Nevada Private Work Prompt Pay Act – Payments from Owner to Prime (General) Contractor

As construction activity continues to increase in Nevada it is important that contractors and suppliers protect their right to payment for work and/or materials supplied to works of improvement.   There are numerous tools which can be used, one of which is the Nevada Private Work Prompt Pay Act (NRS 624.609 et seq.).  The statutes were enacted to help ensure payment to those supplying labor and material to projects in Nevada.  There are specific requirements regarding the time in which payment must be made.  If a contractor enters into an agreement with the owner of the project, then payment will be due according to the payment terms contained in that contract.  In the event the contract does not contain a schedule of payments, then payment is due within 21 days after the date the prime (general) contractor submits a request for payment.  Timelines are key and careful attention should be made to ensure that all pertinent dates are tracked.

Owners may withhold payment in certain circumstances, however, strict adherence to statutory requirements must be followed.  It is common for owners to withhold a retention amount from each payment which is due the prime contractor.  While in many jurisdictions this amount may vary, Nevada has limited the retention amount to a maximum of 5% of the payment to be made.  Any provision to the contrary is void under Nevada law.

Owners may also withhold payment for any work which has not yet been completed, unless the contract calls for such payment to be made.  Additionally, owners may withhold payment for costs and expenses reasonably necessary to correct or repair any work which is the subject of the request for payment and which is not materially in compliance with the agreement to the extent that such costs and expenses exceed 50 percent of the retention amount withheld.  As seen, tracking the amount retention held is important as Nevada law seeks to avoid any “over withholding”.  Payment may likewise be conditioned upon the receipt of releases issued by downstream subcontractors and/or suppliers.  The releases forms which should be used are set forth in related Nevada statutes and it is recommended that the statutory forms be used.

Additionally protections are also afforded contractors with regard to the type of notice which must be provided prior to payment being withheld.  Prior to withholding payment an owner must provide a written notice of its intent to withhold payment.  The notice must be:  1) written; 2) be provided on or before the date payment is due; 3) give a reasonably detailed explanation of the condition or the reason the owner will withhold payment , including, without limitation, a specific reference to the provision or section of the agreement, and any documents relating thereto, and the applicable building code, law or regulation with which the prime contractor has failed to comply; and, 4) must be signed by an authorized agent.
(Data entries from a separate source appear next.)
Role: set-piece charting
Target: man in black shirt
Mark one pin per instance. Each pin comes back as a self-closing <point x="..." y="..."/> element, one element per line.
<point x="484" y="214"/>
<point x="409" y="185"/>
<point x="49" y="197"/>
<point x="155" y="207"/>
As noted, the amount of money subject to withholding is limited.  This has been done to avoid the the practice of withholding all money from a contractor when only a portion of the work is in dispute.  While the law concerning payments has been in force for a number of years, oftentimes owners and contractors are not aware of their rights and obligations, therefore it is critical make every effort to be aware of these important provisions.